# Password reset cleared all my history  :-(



## Keata (Nov 17, 2021)

As a result of getting a new computer I had to reset my password here at TUG.  While it shows I have been a  member for a long time it shows no messages.  With all the fraudsters I really hope this doesn't impact me ability to be a renter or rentee.  Anyway to fix this?  Thanks


----------



## dioxide45 (Nov 17, 2021)

Have you always posted as @Keata ?


----------



## Passepartout (Nov 17, 2021)

Getting a new computer shouldn't affect your username/password. If you enter them as they are registered, your account and messages will be restored.


----------



## Keata (Nov 17, 2021)

dioxide45 said:


> Have you always posted as @Keata ?



Yes I have


----------



## Keata (Nov 17, 2021)

Passepartout said:


> Getting a new computer shouldn't affect your username/password. If you enter them as they are registered, your account and messages will be restored.

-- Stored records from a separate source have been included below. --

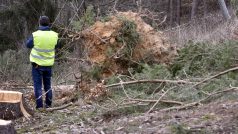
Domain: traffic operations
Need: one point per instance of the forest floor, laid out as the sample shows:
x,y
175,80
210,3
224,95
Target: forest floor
x,y
216,117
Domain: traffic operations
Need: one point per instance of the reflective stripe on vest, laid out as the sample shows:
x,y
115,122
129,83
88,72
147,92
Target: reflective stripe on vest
x,y
43,52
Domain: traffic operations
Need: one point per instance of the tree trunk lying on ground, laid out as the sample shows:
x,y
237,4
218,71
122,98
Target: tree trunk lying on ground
x,y
12,105
7,127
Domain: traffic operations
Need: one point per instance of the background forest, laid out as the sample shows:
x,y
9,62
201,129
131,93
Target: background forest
x,y
190,87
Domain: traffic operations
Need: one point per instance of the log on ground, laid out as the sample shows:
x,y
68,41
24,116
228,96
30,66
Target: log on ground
x,y
7,127
12,105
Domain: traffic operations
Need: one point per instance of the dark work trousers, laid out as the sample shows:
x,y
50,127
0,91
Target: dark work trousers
x,y
42,75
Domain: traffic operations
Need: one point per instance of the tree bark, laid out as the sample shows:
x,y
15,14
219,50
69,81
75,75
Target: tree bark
x,y
205,10
171,12
7,127
178,7
12,105
194,9
224,9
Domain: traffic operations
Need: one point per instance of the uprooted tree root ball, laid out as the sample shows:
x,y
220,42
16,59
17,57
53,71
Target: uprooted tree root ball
x,y
124,41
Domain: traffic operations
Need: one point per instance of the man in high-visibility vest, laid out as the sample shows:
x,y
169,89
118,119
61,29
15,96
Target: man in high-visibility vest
x,y
42,56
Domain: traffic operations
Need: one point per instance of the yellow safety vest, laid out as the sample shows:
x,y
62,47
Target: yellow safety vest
x,y
43,52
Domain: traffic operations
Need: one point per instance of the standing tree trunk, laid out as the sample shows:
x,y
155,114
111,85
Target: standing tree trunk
x,y
171,12
194,9
178,8
7,127
205,10
224,9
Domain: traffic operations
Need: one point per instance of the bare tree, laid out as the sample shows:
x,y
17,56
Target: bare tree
x,y
194,8
178,8
224,9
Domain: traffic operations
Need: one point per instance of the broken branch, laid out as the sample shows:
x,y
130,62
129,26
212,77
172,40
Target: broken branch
x,y
217,75
150,81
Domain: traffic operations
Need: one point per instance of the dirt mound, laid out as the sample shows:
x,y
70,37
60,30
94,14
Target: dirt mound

The issue was I forgot my password so I needed to reset it - that is what caused this to happen


----------



## TUGBrian (Nov 17, 2021)

is no link between your password and the number of messages you have.  it shows this account as a guest registered in 2015.

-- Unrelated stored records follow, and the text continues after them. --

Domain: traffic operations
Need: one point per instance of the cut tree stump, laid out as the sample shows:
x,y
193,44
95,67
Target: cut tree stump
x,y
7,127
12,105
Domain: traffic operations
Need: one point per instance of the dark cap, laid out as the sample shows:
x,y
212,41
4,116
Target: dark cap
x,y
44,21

there is also no record of any membership under this name or email address.  if you have posted many times since joining, im guessing you did it under a different login?

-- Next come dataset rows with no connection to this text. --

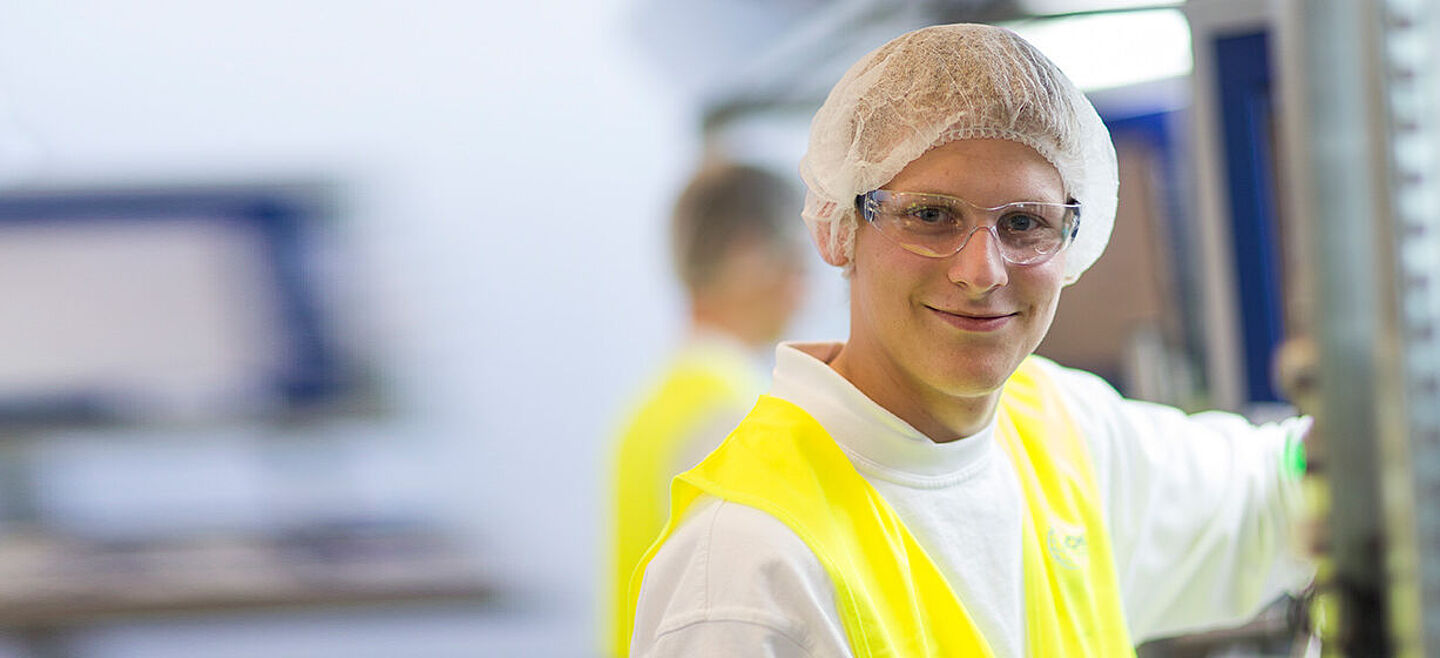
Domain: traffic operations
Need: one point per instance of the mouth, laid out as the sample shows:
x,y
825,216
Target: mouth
x,y
974,321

is a match to your IP address for the username KiKiDee that has hundreds of posts.


----------



## Keata (Nov 17, 2021)

Thank you Brian.  I thought I used Keata here as well as Cruise Critic - it is KikKi Dee that is for TUG.  Boy what a senior memory moment


----------



## Passepartout (Nov 17, 2021)

Keata said:


> Thank you Brian.  I thought I used Keata here as well as Cruise Critic - it is KikKi Dee that is for TUG.  Boy what a senior memory moment


Now if you can dredge up that old password from your memory, your archives should be made whole.


----------



## Makai Guy (Nov 17, 2021)

Lost passwords can be dealt with:
Lost password - how to have it reset


----------



## chapjim (Nov 18, 2021)

Keata said:


> Thank you Brian.  I thought I used Keata here as well as Cruise Critic - it is KikKi Dee that is for TUG.  Boy what a senior memory moment



Like I ain't never done that!  (Hat tip to Larry the Cable Guy)


----------